Plaintiff defines the proposed subclass as:
All class members who:
(a) were unable to keep their face-to-face interview appointments at the Human Resources Administration's offices due to disability, and
(b) contacted, or attempted to contact, the New York City Human Resources Administration to request that the interviews be conducted in their homes or institutional residences, and
(c) were not afforded an opportunity to be interviewed in their homes or institutional residences.
Under Fed. R. Civ. P. 23(a), the party seeking class certification bears the burden of demonstrating, among other things, that the representative party will fairly and adequately protect the interests of the class. Caridad v. Metro-North Commuter R.R., 191 F.3d 283, 291 (2d Cir. 1999); Maywalt v. Parker & Parsley Petroleum Co., 67 F.3d 1072, 1077-78 (2d Cir. 1995). In addition to deciding whether a representative has adequate knowledge of the case, courts may consider the honesty and trustworthiness of the representative when determining the adequacy of representation. People United for Children, Inc. v. City of New York, 214 F.R.D. 252, 263-64 (S.D.N.Y. 2003). While the threshold of knowledge a representative plaintiff must possess in a complex case, to be deemed adequate, is low, it still must be sufficient to meet the demands of ensuring adequate representation for absent class members. In re Lloyd's American Trust Fund Litigation, No. 96-CV-1262, 1998 WL 50211 (S.D.N.Y. 1998).
For three years plaintiff has failed to comply with the orders for discovery issued by Judge Pollak to determine whether she is adequate. It is apparent from Judge Pollak's orders that she approached the discovery issues with care and sensitivity to the needs of Ms. Olson. None of her orders was appealed. Despite the fact that defendants, and the court, accommodated plaintiff's various requests that the deposition be rescheduled, taken by written questions, and taken at her home, plaintiff has not allowed defendants to depose her. As a result, defendants were prevented from obtaining any information regarding plaintiff's adequacy as a class representative. Absent any information to make the determination required under Fed. R. Civ. P. 23(a), this court cannot find plaintiff to be an adequate representative. Although plaintiff asserts that, according to Dr. Linehan, she has general knowledge and an understanding of the case, she has made herself unavailable for an evaluation by defendants' doctor, Dr. von Gorp., to confirm that assertion.

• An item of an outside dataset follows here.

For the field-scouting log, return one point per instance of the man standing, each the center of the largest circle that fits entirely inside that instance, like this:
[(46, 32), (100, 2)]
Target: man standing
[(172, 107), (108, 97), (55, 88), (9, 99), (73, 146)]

Since plaintiff has not submitted to an evaluation by defendants' doctor, plaintiff's request that this court appoint a guardian ad litem until an adequate representative can be found also is denied. Although Judge Pollak provided plaintiff with the opportunity for a competency hearing, one could not be held because plaintiff did not submit to an evaluation by defendants' doctors. Plaintiff's request for additional time to find an adequate representative is likewise rejected. Plaintiff's counsel has had three years to find and add another adequate named plaintiff; none has been named.
In sum, because of plaintiff's own conduct the court cannot determine whether she has sufficient knowledge to proceed or whether she needs a guardian. Under these circumstances, she cannot proceed as a class representative.
For the foregoing reasons, plaintiff's motion for class certification is denied. Because plaintiff's motion for class certification is denied and plaintiff's individual claim is indisputably moot, defendants' motions to dismiss the case for mootness are granted. The Clerk of Court is directed to enter judgment accordingly.
If the parties cannot agree, plaintiff shall make any application for reasonable attorney's fees no later than April 28, 2006. Opposition papers should be filed no later than May 26, 2006.